BTW, many of you e-mail me asking about a previous newsletter; well, I finally found enough time to create a newsletter archive page just for you. So if you missed a week or two or just need the newsletters for reference, click here to check them out.

1I am running Windows XP and continue to get a warning message from my computer telling me that my system is low on virtual memory. Can someone tell me why this is and how to fix it?

--Submitted by: Jared Y.

Before you can begin troubleshooting virtual memory, you need to understand what it is and how it works.

The easy answer would be to increase your RAM, but there are several factors that could contribute to your issue, so we'll start at the top.

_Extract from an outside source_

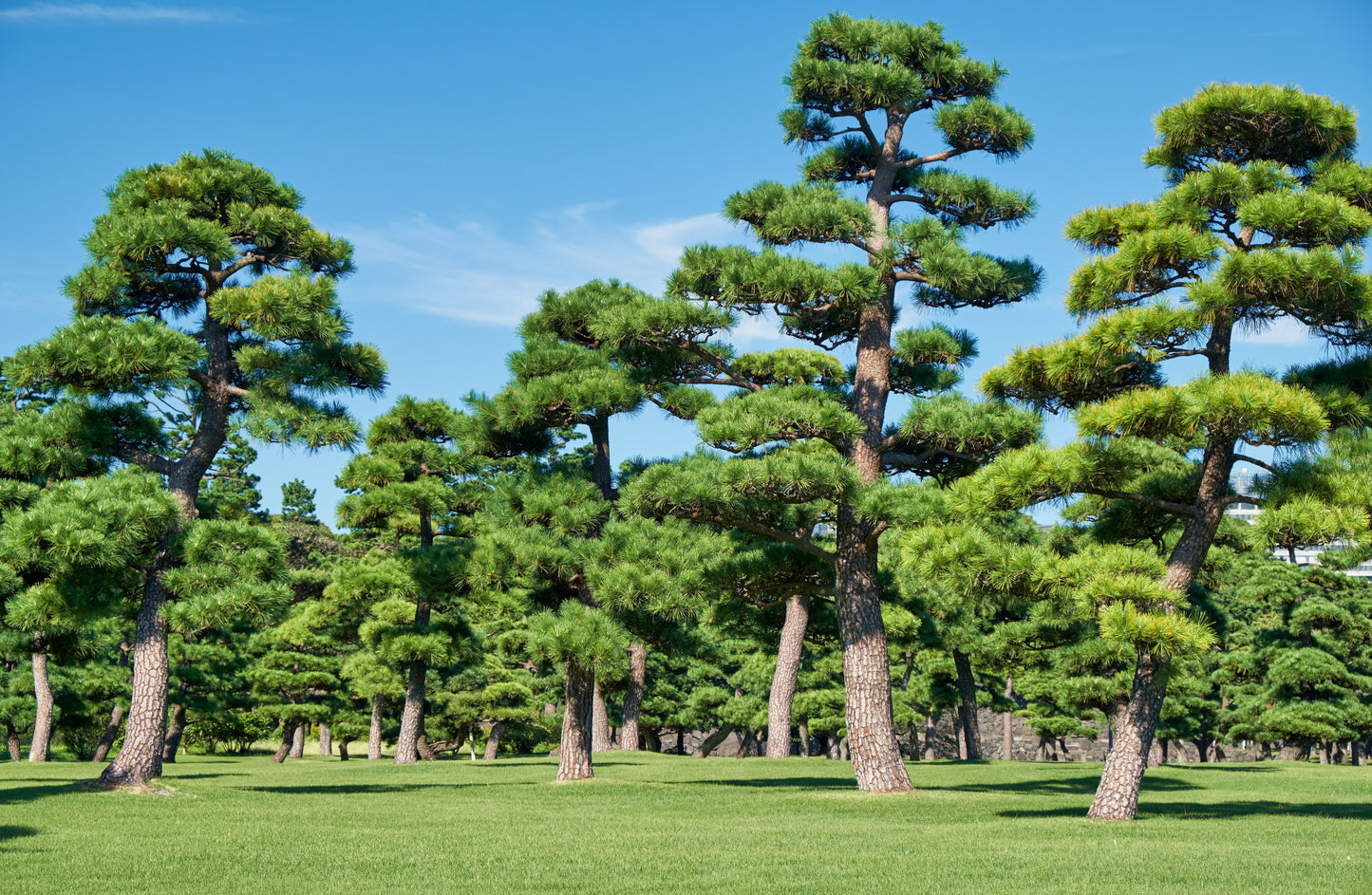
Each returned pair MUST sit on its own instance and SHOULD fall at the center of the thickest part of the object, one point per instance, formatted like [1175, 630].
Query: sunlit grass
[666, 824]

If you are running a Windows XP machine and typically have several programs running, I would recommend no less than 512MB of RAM. A lot of manufacturers recommend only 256MB of RAM, and I believe Microsoft says that 128MB is sufficient. I would argue both of those by saying that most users do more than one thing at a time on their computer and from personal experience, more is better in the world of RAM.

RAM vs. virtual memory:
RAM is the amount of physical memory installed on your computer. It acts like short-term memory, enabling programs to load and operate faster. When you start a program or an application, it uses a part of that memory. Most programs will require at least 32MB of RAM. If you look in your system tray (next to the time), there are usually four or more programs running (antivirus, firewall, and so on). Those background programs alone require 128MB. Then if you use any programs, such as a Web browser or a word processor, it requires more memory.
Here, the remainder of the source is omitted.